Google will not sell general-purpose facial recognition APIs prior to working through 'important technology and policy questions', according to a recent blog post from SVP of Global Affairs Kent Walker discussing the use of AI in the Asia-Pacific region. The technology has the potential to benefit society, helping to locate missing persons, identifying participants in illegal activities or when used in medical diagnostics but is not without risks, the executive says. Input and research are needed as well as cooperation from and including governments, non-profit organizations, universities, and businesses in both the public and private sector to avoid abuse of the AI or unexpected outcomes that are ultimately harmful. Understanding that helped to inform Google's decision to avoid selling its general-purpose recognition-based AI without due consideration for its consequences.
The company is also taking its efforts to prevent misuse of the technology in the region a step further through a grant it is offering toward the creation of the Asia Pacific AI for Social Good Research Network. The organization will act as a discussion network collective of leading academics and discussion with governments, civil society, and the private sector and a hub for research on AI as it pertains to societal well-being. The goal of that network will be to guide AI developments in the Asia Pacific toward the responsible use of the technology that follows principles and values that align with Google's.
Background: The newly-announced next step in Google's AI efforts in the region follow previous bids to use AI in medical examinations and uses such as for the diagnosis of diabetic retinopathy. That's a condition that can lead to permanent blindness in diabetic patients but isn't often caught early because of a lack of specialists in the eye care industry. Among those projects taken on by the search giant is a pilot program for an AI addressing that diagnostic task that will soon be launched in Thailand. While that isn't anywhere near the full extent of Google AI programs tying into fields of medicine for use in diagnostics, it provides a clear example for the company regarding the ways AI can benefit society as a whole. In other regions of the world, the company has cooperated with medical professionals and leaders in research for that industry in bids to address various forms of cancer and cardiac problems, among other health issues.
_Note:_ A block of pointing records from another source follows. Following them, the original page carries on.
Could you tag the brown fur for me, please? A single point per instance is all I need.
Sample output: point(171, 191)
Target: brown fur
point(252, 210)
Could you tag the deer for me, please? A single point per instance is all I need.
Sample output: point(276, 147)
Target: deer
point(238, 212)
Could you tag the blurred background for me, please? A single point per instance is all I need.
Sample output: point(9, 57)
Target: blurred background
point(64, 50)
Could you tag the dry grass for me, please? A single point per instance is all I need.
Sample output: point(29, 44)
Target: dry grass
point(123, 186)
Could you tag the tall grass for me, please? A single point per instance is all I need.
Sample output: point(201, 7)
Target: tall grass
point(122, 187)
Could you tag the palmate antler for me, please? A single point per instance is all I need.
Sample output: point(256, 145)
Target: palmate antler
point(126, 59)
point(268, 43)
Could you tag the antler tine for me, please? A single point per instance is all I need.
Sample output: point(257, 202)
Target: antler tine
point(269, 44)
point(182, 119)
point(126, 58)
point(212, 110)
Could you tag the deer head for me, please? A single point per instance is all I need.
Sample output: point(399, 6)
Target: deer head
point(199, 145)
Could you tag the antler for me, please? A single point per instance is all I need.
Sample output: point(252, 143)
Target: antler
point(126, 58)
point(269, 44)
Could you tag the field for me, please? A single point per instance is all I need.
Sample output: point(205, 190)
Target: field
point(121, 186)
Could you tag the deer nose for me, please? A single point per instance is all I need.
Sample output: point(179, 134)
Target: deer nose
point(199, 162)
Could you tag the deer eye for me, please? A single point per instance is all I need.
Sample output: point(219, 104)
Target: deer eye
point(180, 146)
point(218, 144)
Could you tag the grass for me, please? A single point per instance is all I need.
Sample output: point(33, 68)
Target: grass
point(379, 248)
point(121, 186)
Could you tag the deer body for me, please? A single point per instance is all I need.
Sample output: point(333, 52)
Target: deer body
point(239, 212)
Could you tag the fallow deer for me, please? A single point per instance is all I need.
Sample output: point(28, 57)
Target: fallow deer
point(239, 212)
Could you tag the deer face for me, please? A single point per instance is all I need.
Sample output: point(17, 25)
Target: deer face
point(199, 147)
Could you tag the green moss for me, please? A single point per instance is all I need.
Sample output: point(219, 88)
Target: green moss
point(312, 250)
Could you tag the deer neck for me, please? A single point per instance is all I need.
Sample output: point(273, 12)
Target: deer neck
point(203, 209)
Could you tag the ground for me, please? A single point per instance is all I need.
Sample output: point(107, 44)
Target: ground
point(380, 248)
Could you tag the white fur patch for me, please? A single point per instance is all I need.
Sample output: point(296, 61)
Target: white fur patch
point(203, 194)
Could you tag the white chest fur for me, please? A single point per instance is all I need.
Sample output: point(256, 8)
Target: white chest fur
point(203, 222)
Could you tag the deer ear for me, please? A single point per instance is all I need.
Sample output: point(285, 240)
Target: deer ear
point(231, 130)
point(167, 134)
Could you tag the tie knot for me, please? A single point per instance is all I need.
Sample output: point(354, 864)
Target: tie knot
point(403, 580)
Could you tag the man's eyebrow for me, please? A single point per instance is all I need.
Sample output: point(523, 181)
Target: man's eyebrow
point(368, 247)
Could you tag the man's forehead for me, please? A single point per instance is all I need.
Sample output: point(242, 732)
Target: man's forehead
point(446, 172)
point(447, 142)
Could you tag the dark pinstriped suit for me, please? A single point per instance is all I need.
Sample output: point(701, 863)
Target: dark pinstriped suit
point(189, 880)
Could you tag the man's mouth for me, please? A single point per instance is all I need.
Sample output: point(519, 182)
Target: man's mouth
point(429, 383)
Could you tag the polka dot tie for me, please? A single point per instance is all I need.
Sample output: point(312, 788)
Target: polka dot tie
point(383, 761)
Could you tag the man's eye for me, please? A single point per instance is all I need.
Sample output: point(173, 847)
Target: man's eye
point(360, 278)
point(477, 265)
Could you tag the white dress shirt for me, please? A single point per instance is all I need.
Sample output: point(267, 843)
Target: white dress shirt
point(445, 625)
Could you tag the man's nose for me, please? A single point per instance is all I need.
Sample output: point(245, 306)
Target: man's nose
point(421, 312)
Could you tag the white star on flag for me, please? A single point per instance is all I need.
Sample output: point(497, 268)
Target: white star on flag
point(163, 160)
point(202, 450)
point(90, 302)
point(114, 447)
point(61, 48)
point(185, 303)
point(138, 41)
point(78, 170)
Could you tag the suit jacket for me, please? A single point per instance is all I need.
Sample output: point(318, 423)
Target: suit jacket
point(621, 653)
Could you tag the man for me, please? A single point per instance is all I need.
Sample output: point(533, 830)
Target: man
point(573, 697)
That's in addition to its bid to unify healthcare information under an end-to-end AI system specifically designed to assist in diagnostic and other care tasks. However, Google has also been under a great deal of scrutiny lately as a result of several decisions relating to data privacy, bias, and allegations related to other internal practices. Most recently, those compounding problems led to the appearance of company CEO Sundar Pichai before a House Judiciary Committee in a hearing to determine whether it was abusing its position as the world's preeminent search provider and mobile OS maker. Questioning also brought in concerns about whether the company might be breaching its own standards and values by pushing forward with Project Dragonfly. That's a browser that opponents say would be complicit in the abuse of human rights in China, where laws and regulation are already prevalent that suppress and control the use of technology. More pertinently, the region is notorious for its use of AI and facial recognition to apprehend criminals or to enforce laws regarding restrictions on citizens.
Impact: Google's position on not selling API's related to machine vision for facial recognition will likely be seen as a step in the right direction compared to the controversial actions and decisions it has made over the past several months. But it isn't a complete solution either since it doesn't specify what the conditions for opening up sales would need to be. In short, it doesn't limit or prevent the sale of that technology once the search giant has decided that enough investment into research has been finalized or do anything to ensure partners follow a similar policy. There also doesn't appear to be any consideration in Google's promise for special-use scenarios or specialty AI as this only applies to general-purpose AI.